|By Trudi Gilfillian, The Press of
Atlantic City, Pleasantville, N.J.McClatchy-Tribune Regional News
April 13, 2012--WILDWOOD -- Rebuilding the Shore Plaza Motel was a family decision.
Around September 2009, Salvatore Spera gathered his family together and asked what they were going to do with the then-vacant lot between 26th and Juniper avenues that was once home to the motel.
Fire had swept through the Boardwalk motel and the adjoining Sam's Pizza Palace on Dec. 9, 2005.
Spera and his family watched that night as dozens of firefighters tried to control the blaze, which was eventually deemed accidental, having started in a ceiling-based heating unit in a third-floor room.
A larger, newer Sam's Pizza was opened in summer 2006, but the motel's future was uncertain.
"We put all our energy into that," daughter Rosemary Zuccarello said of the pizza business, started in 1957.
"We had a little meeting and talked about rebuilding," Zuccarello said of that 2009 family gathering. "And he said, 'Do you want to do that, do you want to do that?' to each of us. He got the ball rolling."
Each of them agreed they wanted to rebuild, and soon Zuccarello and her siblings, Tony Spera and Ritz Szczur, now the three owners of the motel and pizza place, got to work.
"It was scary, a lot of sleepless nights," Zuccarello said.
The motel was underinsured, but they decided to move ahead, making a $6 million investment to bring the Shore Plaza back to life.
"We live here. This is our home," Zuccarello said of the family's interest in staying in business on the island.
She added that while many of the island's motels were knocked down to make way for condominiums, there is still a market for motel rooms.
"A lot of people want to stay at a motel," Szczur said.
Now, with their May 4 opening weekend close at hand, the fears and worries have subsided, replaced by excitement and optimism.
"I'm so proud," Zuccarello said as she and Szczur led a tour of the five-story, 57 unit motel. "It's exciting. You walk through and you get chills."
Mayor Ernie Troiano Jr. said Thursday that he welcomed the motel's return.
"It was a tragedy when it burned down. It meant a lot to the family and to the town," he said.
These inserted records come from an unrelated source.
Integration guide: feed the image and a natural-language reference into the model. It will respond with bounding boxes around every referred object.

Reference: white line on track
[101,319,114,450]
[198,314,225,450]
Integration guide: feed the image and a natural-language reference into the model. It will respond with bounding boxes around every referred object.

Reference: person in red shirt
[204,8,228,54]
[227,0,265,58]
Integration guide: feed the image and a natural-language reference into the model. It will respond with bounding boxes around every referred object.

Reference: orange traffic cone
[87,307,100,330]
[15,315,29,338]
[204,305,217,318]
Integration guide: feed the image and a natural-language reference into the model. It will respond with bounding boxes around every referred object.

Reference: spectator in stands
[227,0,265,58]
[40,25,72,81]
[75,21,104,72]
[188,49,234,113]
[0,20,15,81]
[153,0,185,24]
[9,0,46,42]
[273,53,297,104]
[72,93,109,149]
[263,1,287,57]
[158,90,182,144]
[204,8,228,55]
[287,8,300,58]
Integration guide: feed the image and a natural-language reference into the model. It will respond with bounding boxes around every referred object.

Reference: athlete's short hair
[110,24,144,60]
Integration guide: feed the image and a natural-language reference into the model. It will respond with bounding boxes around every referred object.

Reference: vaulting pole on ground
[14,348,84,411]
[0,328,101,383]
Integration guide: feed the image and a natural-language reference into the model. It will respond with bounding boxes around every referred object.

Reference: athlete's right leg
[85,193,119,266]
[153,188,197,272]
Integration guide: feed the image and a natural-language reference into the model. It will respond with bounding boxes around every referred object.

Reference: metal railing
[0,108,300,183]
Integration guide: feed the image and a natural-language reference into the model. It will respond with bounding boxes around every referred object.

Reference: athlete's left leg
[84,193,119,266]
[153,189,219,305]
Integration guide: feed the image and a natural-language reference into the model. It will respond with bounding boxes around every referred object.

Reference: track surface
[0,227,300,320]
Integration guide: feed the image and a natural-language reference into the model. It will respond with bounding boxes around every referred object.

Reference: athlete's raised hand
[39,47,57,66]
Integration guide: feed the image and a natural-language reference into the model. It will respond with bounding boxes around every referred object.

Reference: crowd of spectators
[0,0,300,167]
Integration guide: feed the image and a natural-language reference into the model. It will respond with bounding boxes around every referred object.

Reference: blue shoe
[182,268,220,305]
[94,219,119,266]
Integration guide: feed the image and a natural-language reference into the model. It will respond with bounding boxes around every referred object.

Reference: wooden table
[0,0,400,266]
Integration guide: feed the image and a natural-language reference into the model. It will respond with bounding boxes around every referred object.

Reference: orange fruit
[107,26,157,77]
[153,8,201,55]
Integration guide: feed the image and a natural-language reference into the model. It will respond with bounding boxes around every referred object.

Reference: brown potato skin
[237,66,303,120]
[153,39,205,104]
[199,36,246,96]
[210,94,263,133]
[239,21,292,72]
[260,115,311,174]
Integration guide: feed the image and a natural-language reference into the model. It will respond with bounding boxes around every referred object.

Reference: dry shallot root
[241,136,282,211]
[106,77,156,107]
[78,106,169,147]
Troiano, a volunteer firefighter, was one of the dozens of firefighters who worked to control the blaze as it spread through the motel and pizza place. It started at 2:30 p.m. and was deemed under control by midnight.
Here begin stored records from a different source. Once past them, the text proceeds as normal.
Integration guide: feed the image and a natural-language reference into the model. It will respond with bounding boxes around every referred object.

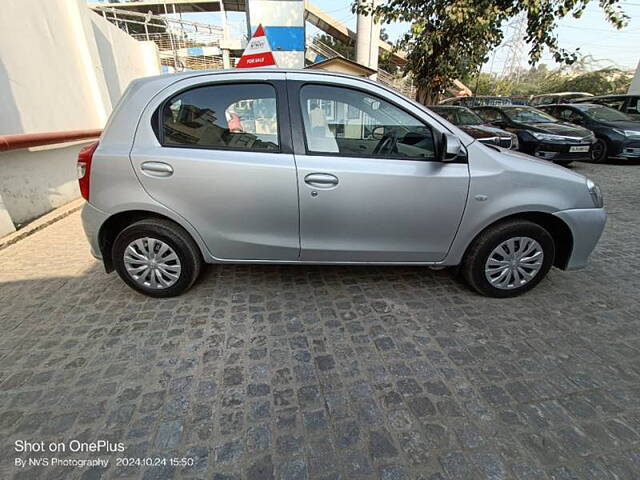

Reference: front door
[131,77,300,260]
[288,82,469,262]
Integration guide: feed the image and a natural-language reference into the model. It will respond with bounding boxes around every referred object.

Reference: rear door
[131,73,300,260]
[287,74,469,262]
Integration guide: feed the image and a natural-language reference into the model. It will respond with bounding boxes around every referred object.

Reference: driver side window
[300,85,435,160]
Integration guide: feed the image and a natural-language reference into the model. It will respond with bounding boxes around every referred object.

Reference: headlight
[530,132,568,140]
[612,128,640,137]
[587,178,604,208]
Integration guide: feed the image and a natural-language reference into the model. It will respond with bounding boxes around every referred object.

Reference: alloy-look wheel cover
[484,237,544,290]
[124,237,182,290]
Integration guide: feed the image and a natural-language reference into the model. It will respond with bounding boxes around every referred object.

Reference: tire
[111,218,203,298]
[461,220,555,298]
[591,138,609,163]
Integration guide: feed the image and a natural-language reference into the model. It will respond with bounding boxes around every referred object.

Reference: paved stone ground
[0,164,640,480]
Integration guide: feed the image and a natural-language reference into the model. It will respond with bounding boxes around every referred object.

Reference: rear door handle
[304,173,338,188]
[140,162,173,177]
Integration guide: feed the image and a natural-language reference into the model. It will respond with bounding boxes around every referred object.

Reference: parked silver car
[78,69,606,297]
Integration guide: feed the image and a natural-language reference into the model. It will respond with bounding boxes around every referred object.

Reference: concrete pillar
[222,48,231,68]
[0,190,16,237]
[356,0,380,79]
[627,58,640,95]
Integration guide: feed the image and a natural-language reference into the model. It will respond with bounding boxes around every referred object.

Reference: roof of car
[131,67,380,85]
[533,92,593,98]
[576,93,640,103]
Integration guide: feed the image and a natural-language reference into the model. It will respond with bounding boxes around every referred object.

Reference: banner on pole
[236,25,276,68]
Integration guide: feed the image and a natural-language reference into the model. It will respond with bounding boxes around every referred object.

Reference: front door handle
[304,173,338,188]
[140,162,173,177]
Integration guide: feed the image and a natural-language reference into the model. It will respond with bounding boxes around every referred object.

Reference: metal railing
[0,129,102,152]
[93,6,225,71]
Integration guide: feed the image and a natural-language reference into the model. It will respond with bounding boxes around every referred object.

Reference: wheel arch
[98,210,206,272]
[463,211,573,270]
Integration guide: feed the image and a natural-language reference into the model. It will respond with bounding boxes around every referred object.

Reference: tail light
[78,142,98,200]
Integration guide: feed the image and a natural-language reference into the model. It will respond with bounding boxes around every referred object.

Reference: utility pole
[356,0,380,80]
[502,15,527,83]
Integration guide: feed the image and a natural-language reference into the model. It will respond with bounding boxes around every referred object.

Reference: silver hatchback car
[78,69,606,297]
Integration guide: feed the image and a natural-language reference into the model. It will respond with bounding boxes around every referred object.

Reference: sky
[95,0,640,74]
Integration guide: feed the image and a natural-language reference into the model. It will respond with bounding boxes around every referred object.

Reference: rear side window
[160,83,280,151]
[300,85,435,160]
[475,108,502,122]
[598,97,624,110]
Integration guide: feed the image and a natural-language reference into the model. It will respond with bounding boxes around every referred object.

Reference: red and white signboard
[236,25,276,68]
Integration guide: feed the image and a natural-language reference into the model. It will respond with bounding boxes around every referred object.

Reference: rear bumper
[554,208,607,270]
[80,202,108,260]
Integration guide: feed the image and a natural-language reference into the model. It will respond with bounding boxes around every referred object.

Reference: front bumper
[520,140,593,162]
[611,138,640,160]
[80,202,108,260]
[554,208,607,270]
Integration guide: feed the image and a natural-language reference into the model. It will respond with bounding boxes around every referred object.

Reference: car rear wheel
[591,138,608,163]
[461,220,555,298]
[112,218,202,297]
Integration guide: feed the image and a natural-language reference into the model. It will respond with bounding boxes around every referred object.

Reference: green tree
[354,0,628,103]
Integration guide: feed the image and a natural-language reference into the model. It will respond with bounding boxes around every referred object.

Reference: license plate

He said the property is an important ratable (it was assessed at $6.7 million prior to the fire), but its value to the city goes beyond the financial.
"It was a considerable loss, and it just means a whole lot to us to see it rebuilt," Troiano said.
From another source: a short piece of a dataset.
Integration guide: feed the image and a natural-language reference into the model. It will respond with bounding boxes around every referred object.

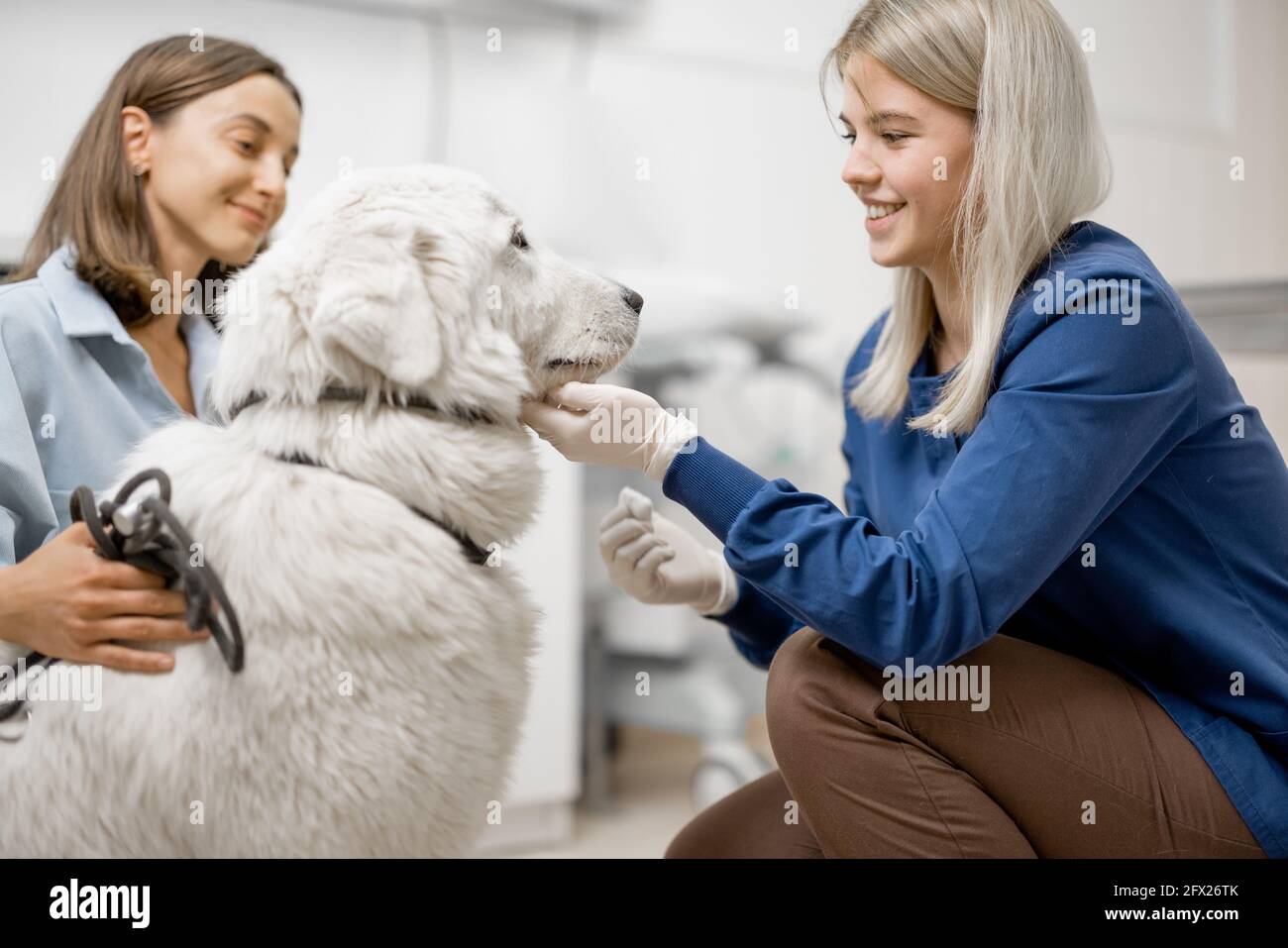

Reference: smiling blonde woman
[524,0,1288,858]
Patrick Rosenello, executive director of the Boardwalk Special Improvement District, agreed, calling the motel's opening "a great way to start off a new season."
Rosenello said the Shore Plaza represented the first new hotel construction along the Boardwalk in about 15 years.
"That there is a demand for that amenity on the Boardwalk is good. That the demand is being met is great," he said.
The new motel, now known as the Shore Plaza Beach Resort, sits at the same prime location, offering views of the beach, Boardwalk and ocean, and has modern features not present in its circa-1960 predecessor.
The family purchased the motel in 1977, and it was typical of an older motel.
"Each room now controls its own heat and air. We used to do it by vote. Some people were too cold and some too hot, so we had to ask them, 'Do you want air or heat?'" Zuccarello said.
In addition to controlling their own room temperatures, guests will have other circa-2012 features, including a fourth-floor pool with spa, Wi-Fi Internet access, and flat-screen televisions.
The rooms, including two that are handicapped-accessible, all have balconies, and some feature near-panoramic views of the ocean, beach and Boardwalk.
"There's nothing that we didn't put in here," Zuccarello said. "We want people to come here and feel at home."
Gary Adams, project supervisor with H.C. Pody Co. of Bensalem, Pa., demonstrated the new door locks, accessed not with a key but with a wave of a computerized card.
"After the fire, I heard from a lot of our customers. The ones that always had certain rooms, I sent them all the keys for those rooms," Zuccarello said.
Those customers continue to ask for updates about the motel, and Szczur said they are part of the reason she is excited to be back in business.
"I'm looking forward to seeing our old customers," Szczur said as she and her sister spoke of some of their regulars as old friends. "We had loyal customers who come back year after year."
Construction began in April 2011, and final touches were being put on the motel this week. A new sign should be in place shortly, along with a new reservation system.
"That scares me," Szczur said with a smile of the computerized reservation system that will replace the pen and paper the motel relied on before the fire.
Szczur credited her sister with taking the lead on much of the work, as she learned more about construction than she had ever expected to know.
"I have such respect now for electricians and carpenters and plumbers," Zuccarello said.
And while new amenities are in place, the family-run operation will continue.
Zuccarello or Szczur will regularly staff the front desk, with other family members helping as needed around the property. A nephew will work as a lifeguard at the pool.
"You'll always find a family member here," Zuccarello said.